I have been told in no uncertain terms by an Adobe "Evangelist" that Adobe intends to discontinue support for collaborative reviews using the Javascript SOAP object (e.g. Collab, addAnnotStore(), etc.). Future Acrobat versions will only support "shared reviews."
I guess that means that anyone who drank the Adobe kool-aid doled out by Evangelists since 2003 or thereabouts (i.e. believed what Adobe said as an Article of Faith) and developed a document review solution based on SOAP collaboration is, to put it bluntly, SOL. ( http://www.urbandictionary.com/define.php?term=S.O.L. )
This is what The Evangelist wrote to me: "[W]e are a publicly traded company that makes business driven trade offs between what we'd like to do and what we can do with the resources we have at any given time. I'm sure you can understand.
"This decision isn't about SOAP, it's about browser dependencies. We are not in a position to pour engineering resources into significant features in Acrobat that are dependent on browser APIs which could, and have changed thus breaking our product. It's just that simple."
That's a nice explanation, but it doesn't quite wash. If what The Evangelist said is true about "browser dependencies" and the ever-changing browser APIs, then it stands to reason that SOAP collaboration in Acrobat 7 and Acrobat 8 should have been "broken" as new browser versions came to market. And yet, amazingly, they aren't! SOAP collaboration still works in Acrobat 7 and Acrobat 8 with the very latest browsers (IE and Firefox). Witness the power of Adobe! Its old Acrobat versions miraculously "unbreak" themselves as new browser versions are released.
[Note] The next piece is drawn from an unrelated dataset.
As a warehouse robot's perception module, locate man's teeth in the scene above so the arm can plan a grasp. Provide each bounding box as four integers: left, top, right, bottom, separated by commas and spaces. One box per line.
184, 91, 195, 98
Can you say "disingenuous?"
-- Fool me once
PS -- I wouldn't bet the farm on "Shared Reviews."
Discontinuing support means Adobe will not add new features to the SOAP interface evolves. They may update the interface as serious issues evolve.
I would expect SOAP will be available at a limited level for versions 10 and 11 and then it will be fully replaced by newer collaboration technology.
How many computer languages have come and gone?
What has happened to the applications written in those languages?
When I learned SAS and to write functions for it, it was written in [url=http://en.wikipedia.org/wiki/Pl/1]PL/1[/url] and now it is written in C++.
At the same time I was told that Micro Computers would be nothing more than fancy calculators and would never be able to perform complex computing tasks. Well your desktop or laptop computer is the descendant of the Intel 8080 or Motorola 6502 processor.
The computing world does not end with change but adapts to the change.
Microsoft said it would no longer support Windows XP! I am still downloading and installing Windows security updates! Also many large purchasers are still purchasing new computers with Windows XP installed or are allowed to install Windows XP.